National Archives This is historical material “frozen in time”. The website is no longer updated and links to external websites and some internal pages may not work.

This year we celebrate National Park Week as the National Park Service begins its second century as a critical guardian of America’s Federal public lands.  During National Park Week, national parks across our country waive their entrance fees and welcome all explorers to experience, as past generations have, the history and splendor of our Nation’s treasures.

The national park system started with a painting.  In 1872, Thomas Moran painted The Grand Canyon of the Yellowstone, presented it to the Congress, and captivated countless Americans.  Inspired by Moran’s beautiful illustration and western explorers’ stories, photographs, and sketches, the Congress and President Ulysses S. Grant enacted the Yellowstone National Park Protection Act.  This law established Yellowstone as the world’s first national park and transformed how we protect many of our Nation’s landmarks.

Forty years later, President Theodore Roosevelt, known as the “Conservation President,” established Crater Lake, Oregon, as our fifth national park.  During his presidency, Roosevelt doubled the number of national parks, designating, in addition to Crater Lake:  Wind Cave, South Dakota; Sullys Hill, North Dakota; Mesa Verde, Colorado; and Platt, Oklahoma.  Given his instrumental role in expanding our national park system, it is fitting that his likeness endures at Mount Rushmore National Memorial.

Today, visitors from around the world travel to our Nation’s 59 national parks to climb snow-capped peaks, splash under majestic falls, rappel into the deepest canyons, and find peace in shaded forests.  Our parks routinely provide visitors with unforgettable, sometimes life-changing experiences.  From their unsurpassed beauty to their unmatched physical challenges, our parks capture the spirit of America’s pioneering history.  They symbolize our ongoing commitment to the preservation of our land and wildlife, and they set the conservation standard for the rest of the world.

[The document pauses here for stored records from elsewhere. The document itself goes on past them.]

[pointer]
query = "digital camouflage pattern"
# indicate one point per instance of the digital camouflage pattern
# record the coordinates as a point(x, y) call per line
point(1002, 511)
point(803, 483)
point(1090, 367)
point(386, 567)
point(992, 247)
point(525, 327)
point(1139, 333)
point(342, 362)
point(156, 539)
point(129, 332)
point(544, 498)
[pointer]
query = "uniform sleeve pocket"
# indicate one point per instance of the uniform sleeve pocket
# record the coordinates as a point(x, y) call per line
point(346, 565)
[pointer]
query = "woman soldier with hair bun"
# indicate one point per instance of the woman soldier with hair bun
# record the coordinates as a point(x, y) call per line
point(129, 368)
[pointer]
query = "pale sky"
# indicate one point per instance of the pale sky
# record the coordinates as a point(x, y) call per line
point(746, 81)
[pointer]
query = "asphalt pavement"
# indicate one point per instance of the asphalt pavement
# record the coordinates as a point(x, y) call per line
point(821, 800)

It is a priority of my Administration to protect these magnificent lands, and to ensure all Americans have access to our national parks, as well as to other National Park Service sites, throughout the next century.  For this reason, I chose to donate the first portion of my salary as President to the American Battlefield Protection Program, which the National Park Service uses to preserve significant American battlefields.  It is my hope that we will pass down these natural and historic sites to our children and grandchildren.

NOW, THEREFORE, I, DONALD J. TRUMP, President of the United States of America, by virtue of the authority vested in me by the Constitution and the laws of the United States, do hereby proclaim April 15 through April 23, 2017, as National Park Week.  I encourage all Americans to celebrate by visiting our national parks and learning more about the natural, cultural, and historical heritage that belongs to each and every citizen of the United States of America.

IN WITNESS WHEREOF, I have hereunto set my hand this fourteenth day of April, in the year of our Lord two thousand seventeen, and of the Independence of the United States of America the two hundred and forty-first.